Remember the days before phones were so damn portable? Remember the phone call? The real ones, the long ones. All those hours spent sitting, receiver to the face, talking away our demons into the curved plastic, twirling the chord with the left hand. We now live in a world where we’re attached to those little boxes called cells, where every incoming text, email, vibration, or chirp of a ring further muddles the memories of our unplugged past.
Check out this thoughtful and succinct take on The Death of the Phone Call from Wired’s Clive Thompson. He pays respect to the fading behavior while making a good case for a redesign of the phone call itself. He asserts the ‘constant lightweight contact’ we’re all engulfed by is contributing to the Phone Call’s death, which are emotionally more high-bandwidth. You may have noticed.

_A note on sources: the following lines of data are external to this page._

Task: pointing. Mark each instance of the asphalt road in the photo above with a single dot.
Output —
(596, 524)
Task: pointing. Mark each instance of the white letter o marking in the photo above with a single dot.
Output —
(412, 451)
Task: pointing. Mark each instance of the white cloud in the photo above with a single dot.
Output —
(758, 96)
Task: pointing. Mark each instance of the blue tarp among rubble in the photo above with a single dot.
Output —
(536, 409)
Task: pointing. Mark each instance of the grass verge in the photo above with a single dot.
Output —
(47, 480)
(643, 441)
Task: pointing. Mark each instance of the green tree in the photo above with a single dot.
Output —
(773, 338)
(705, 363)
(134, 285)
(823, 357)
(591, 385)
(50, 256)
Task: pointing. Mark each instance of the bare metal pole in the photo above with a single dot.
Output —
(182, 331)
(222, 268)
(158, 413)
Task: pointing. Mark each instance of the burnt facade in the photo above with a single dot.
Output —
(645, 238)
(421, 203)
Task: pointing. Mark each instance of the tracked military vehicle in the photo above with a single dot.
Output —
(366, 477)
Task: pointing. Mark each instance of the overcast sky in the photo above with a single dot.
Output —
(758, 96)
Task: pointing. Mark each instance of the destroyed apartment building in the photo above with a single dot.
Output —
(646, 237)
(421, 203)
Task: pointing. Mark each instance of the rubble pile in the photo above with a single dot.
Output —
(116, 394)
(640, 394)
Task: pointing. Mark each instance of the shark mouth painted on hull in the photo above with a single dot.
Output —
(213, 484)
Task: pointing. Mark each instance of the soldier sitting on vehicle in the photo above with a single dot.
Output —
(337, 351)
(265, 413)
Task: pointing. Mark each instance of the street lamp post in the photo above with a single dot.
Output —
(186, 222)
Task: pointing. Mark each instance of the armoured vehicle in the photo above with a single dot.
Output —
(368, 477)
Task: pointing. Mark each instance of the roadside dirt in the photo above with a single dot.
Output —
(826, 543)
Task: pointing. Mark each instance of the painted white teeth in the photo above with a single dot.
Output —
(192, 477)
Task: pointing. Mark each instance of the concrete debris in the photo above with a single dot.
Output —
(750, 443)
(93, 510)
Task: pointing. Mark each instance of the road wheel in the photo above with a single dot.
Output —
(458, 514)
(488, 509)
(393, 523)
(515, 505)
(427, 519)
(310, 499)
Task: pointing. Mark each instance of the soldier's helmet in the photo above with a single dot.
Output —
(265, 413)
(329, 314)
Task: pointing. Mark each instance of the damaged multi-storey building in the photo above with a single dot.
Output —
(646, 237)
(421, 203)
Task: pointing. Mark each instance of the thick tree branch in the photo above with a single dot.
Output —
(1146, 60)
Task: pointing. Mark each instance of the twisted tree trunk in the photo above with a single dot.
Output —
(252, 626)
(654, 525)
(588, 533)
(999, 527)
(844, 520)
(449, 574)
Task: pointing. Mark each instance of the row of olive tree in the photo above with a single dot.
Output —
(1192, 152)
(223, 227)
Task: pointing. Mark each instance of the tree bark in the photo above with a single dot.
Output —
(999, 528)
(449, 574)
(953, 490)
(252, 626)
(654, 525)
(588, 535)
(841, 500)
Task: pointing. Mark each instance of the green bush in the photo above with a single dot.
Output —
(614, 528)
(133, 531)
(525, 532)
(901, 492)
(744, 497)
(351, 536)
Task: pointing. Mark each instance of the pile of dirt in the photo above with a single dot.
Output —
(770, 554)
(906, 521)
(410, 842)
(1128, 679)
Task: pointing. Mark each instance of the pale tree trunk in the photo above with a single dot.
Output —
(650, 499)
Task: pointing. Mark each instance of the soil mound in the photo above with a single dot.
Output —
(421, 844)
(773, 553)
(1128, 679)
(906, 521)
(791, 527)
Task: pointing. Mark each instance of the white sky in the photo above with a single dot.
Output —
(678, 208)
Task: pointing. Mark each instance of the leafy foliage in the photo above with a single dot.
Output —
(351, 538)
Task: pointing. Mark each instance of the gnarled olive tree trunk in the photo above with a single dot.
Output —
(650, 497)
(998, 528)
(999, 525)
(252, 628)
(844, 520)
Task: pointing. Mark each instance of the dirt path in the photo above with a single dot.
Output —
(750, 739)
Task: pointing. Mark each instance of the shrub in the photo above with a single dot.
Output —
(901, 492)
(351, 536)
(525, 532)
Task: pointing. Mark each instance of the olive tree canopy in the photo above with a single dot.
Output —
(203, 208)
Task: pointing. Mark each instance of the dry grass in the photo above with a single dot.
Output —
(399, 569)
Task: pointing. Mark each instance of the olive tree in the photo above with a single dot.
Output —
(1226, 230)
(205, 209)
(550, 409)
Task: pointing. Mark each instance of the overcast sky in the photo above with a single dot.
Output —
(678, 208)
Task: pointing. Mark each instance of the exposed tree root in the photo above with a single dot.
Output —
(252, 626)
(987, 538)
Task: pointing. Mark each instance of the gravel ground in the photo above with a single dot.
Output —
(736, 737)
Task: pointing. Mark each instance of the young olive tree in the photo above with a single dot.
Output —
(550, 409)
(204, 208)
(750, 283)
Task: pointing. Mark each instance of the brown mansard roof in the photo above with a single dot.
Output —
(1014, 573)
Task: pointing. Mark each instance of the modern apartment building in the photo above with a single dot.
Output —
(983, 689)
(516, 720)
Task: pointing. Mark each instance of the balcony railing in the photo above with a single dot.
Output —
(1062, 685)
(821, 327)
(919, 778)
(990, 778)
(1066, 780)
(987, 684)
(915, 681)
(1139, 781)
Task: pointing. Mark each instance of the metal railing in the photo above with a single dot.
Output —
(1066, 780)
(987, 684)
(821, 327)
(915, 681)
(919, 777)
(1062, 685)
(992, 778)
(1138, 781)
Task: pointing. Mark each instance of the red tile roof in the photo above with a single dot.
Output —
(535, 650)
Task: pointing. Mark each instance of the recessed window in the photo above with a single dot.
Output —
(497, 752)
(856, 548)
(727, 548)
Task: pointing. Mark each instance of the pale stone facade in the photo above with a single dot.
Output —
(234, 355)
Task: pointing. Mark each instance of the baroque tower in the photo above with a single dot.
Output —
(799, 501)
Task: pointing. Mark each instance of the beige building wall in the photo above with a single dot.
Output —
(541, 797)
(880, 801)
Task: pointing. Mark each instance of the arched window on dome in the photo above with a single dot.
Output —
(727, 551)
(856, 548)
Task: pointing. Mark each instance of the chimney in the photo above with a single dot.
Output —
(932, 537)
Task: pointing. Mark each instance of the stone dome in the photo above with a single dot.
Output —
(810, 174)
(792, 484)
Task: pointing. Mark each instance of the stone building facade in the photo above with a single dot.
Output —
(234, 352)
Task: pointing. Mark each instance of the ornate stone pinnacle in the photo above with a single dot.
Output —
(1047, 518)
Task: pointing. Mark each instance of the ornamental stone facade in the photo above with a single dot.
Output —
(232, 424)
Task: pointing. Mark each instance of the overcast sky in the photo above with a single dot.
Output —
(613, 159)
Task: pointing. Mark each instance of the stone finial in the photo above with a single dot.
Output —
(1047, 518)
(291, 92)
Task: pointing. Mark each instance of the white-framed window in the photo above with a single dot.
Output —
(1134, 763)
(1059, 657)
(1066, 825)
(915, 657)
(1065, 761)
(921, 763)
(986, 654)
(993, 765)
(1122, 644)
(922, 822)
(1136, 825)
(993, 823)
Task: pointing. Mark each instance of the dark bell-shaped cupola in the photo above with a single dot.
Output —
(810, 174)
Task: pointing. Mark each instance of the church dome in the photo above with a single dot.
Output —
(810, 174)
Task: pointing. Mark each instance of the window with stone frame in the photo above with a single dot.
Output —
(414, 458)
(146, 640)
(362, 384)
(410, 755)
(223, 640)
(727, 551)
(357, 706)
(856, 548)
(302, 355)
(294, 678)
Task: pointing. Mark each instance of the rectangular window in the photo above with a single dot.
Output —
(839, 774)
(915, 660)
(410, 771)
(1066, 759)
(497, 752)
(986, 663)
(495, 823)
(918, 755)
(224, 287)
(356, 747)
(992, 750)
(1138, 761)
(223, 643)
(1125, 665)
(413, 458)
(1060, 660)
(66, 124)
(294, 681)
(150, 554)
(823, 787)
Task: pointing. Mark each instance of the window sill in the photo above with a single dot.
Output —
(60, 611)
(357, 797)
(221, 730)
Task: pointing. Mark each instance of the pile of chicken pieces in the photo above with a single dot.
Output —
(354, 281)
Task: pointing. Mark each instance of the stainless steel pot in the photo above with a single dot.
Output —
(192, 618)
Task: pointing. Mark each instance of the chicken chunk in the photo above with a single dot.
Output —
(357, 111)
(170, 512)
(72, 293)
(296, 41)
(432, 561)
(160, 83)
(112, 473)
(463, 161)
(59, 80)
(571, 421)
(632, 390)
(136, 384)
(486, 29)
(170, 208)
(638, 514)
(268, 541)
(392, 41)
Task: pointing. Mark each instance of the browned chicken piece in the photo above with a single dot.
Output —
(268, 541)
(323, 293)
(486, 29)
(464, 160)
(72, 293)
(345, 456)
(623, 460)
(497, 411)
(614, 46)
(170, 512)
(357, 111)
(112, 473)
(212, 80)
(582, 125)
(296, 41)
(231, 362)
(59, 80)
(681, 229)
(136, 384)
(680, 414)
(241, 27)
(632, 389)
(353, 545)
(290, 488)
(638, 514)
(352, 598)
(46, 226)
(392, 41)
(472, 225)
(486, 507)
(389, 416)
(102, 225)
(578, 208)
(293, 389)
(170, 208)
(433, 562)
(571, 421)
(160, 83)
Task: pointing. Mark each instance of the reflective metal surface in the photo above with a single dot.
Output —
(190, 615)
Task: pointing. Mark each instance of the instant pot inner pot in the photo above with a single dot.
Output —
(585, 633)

But does the phone call really deserve to die, as Mr. Thompson claims? It may be ill. Very ill. But there’s still time for it to be turned around. There’s part of me — part of most of us I’m sure — that still loves the call. That moment of excitement upon hearing the ring — not knowing who or what the other end will bring. The Phone Call still has its moments, given the right time, the right place, the right voice on the other line. But if it does go, R.I.P. phone call. You’ve had a glorious run.
(Note: The Wired article is over a year old. But sometimes magazines fall behind the couch. Sometimes they are discovered and read some 15 months later. And sometimes, even in the rapidly-changing world of consumer technology, articles age well. It happens.)